Diese Lehre war Helenen freilich nur in so weit verständlich, als sie sie auf die endliche Lösung ihres kummervollen und bedrückenden Verhältnisses, in Bezug auf die Entfernung von ihrem Geliebten deutete.

»Der Vater bleibt bei seinem Zugeständnisse, der Bruder und die Mutter bei ihrer Weigerung,« sagte sie, »und ihn selbst darf ich nicht sehen. Ach, ich verlebe eine traurige Zeit.«

»Und er macht auch keinen Versuch, Dich aufzufinden?« fragte die Alte.

»Gewiß wird er einen solchen machen,« [196] entgegnete Helene; »allein, wie soll er mich finden. Jede Spur ist mit Absicht verhüllt.«

»Der rechte Jäger findet doch das Wild!« höhnte und lachte die Alte, und goß damit, ohne es zu wollen, Trost in die Brust des Mädchens. »Ich kenne diesen Herrn von Ruborn übrigens; ich habe in diesen Tagen die Entdeckung gemacht; ganz zufällig.«

»Meinen Robert?« sagte Helene rasch und freudig.

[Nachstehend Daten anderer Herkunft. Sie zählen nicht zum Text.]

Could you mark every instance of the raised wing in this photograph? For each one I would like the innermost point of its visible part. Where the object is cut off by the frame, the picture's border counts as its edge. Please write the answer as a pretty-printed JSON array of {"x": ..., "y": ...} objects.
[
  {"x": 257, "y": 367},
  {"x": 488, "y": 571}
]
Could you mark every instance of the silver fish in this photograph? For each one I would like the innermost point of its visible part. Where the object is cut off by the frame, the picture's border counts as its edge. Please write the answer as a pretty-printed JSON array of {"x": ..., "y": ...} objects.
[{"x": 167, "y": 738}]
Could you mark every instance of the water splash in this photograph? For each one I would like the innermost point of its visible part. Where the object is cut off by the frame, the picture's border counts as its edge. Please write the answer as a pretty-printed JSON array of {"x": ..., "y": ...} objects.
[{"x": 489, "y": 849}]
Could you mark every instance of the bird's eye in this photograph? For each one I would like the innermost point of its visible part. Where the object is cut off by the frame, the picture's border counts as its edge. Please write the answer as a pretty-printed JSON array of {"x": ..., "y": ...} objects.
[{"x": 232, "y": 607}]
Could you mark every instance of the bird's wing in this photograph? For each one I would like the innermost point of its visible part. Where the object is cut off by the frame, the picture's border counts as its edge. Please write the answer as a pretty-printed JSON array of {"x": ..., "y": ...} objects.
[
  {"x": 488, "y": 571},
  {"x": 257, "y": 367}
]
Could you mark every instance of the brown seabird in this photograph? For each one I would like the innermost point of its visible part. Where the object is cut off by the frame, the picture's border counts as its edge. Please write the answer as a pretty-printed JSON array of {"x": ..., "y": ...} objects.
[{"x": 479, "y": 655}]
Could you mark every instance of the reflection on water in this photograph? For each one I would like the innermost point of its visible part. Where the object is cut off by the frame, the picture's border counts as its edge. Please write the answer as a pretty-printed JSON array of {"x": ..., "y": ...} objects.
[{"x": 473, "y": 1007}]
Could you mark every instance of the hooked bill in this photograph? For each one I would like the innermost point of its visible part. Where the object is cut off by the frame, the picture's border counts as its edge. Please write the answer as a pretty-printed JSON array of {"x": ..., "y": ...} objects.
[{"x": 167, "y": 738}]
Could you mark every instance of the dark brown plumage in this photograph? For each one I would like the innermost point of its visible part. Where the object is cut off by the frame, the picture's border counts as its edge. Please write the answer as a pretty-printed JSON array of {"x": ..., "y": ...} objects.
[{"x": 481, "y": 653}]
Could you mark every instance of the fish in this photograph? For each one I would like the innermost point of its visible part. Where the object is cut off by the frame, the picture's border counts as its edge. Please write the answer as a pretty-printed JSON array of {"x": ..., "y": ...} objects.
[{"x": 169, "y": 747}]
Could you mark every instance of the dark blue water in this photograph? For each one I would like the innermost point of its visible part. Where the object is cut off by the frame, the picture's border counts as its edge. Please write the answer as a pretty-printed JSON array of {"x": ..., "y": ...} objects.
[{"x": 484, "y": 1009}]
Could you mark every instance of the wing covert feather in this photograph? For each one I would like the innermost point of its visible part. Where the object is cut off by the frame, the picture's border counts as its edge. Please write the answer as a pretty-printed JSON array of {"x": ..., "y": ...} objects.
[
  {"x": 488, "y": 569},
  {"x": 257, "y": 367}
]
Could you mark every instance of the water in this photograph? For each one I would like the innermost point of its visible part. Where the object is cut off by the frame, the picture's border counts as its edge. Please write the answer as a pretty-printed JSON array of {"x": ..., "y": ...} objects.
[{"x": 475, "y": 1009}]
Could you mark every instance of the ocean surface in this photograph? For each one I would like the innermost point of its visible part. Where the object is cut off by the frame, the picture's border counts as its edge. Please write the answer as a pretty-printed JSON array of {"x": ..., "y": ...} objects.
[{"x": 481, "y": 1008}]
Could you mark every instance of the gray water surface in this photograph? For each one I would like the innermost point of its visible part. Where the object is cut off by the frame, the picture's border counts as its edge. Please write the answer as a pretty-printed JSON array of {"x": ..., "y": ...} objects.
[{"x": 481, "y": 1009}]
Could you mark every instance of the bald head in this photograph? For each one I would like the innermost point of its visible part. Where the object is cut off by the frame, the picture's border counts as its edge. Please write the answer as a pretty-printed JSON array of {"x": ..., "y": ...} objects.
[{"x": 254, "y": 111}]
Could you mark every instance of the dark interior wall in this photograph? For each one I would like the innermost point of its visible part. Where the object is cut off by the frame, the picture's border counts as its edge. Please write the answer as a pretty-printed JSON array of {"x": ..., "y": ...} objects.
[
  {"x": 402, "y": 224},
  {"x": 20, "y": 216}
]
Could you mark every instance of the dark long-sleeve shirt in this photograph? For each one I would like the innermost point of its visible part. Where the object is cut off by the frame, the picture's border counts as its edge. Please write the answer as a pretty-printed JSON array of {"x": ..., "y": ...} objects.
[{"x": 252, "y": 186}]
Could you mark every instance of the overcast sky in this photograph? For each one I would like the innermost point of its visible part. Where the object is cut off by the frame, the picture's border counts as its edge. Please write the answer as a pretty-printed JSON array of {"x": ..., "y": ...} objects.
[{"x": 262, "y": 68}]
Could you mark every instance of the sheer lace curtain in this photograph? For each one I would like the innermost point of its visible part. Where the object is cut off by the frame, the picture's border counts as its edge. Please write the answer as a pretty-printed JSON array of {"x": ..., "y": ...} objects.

»Nicht ihn, den Vater,« entgegnete die Alte mürrisch. »Es war in einem kleinen polnischen Städtchen, Anno – Nun! das gehört nicht hier zur Sache. Alte Zeiten! alte Zeiten!« –

»Aber was ist's damit, Großtante,« fragte Helene immer angelegentlicher.

»Nun, Du weißt,« murmelte die Alte, »ich habe klein angefangen. Ich trieb damals einen Hausirhandel an der Grenze. Nun, Niemand hat sich seiner Thätigkeit zu schämen, wenn er nur irgend etwas kann. Da war denn das zwölfte Infanterieregiment – Aber ich sage Dir, alte Geschichten! ganz alte Geschichten! Und Du mußt nach Hause gehen, Kind. Es hat der Wächter zehn Uhr gepfiffen. Aber versprich mir, den guten Muth nicht zu verlieren, und dann versprich mir, so wie Du meinen alten Primislow siehst, sogleich ihm hierher zu folgen; denn [197] keine Minute Verzug gestatte ich, so wie die Sachen jetzt stehen. Nun, geh' mit Gott.«

Helene mußte fort, so gern sie auch noch geblieben wäre, um die letzten räthselhaften Andeutungen in der Rede der Alten erklärt zu erhalten. Die Thür wurde ihr vor der Nase zugeschlagen. Und draußen – war stockfinstre, nebelschwarze Nacht, und kein Herr Piersig zu erblicken.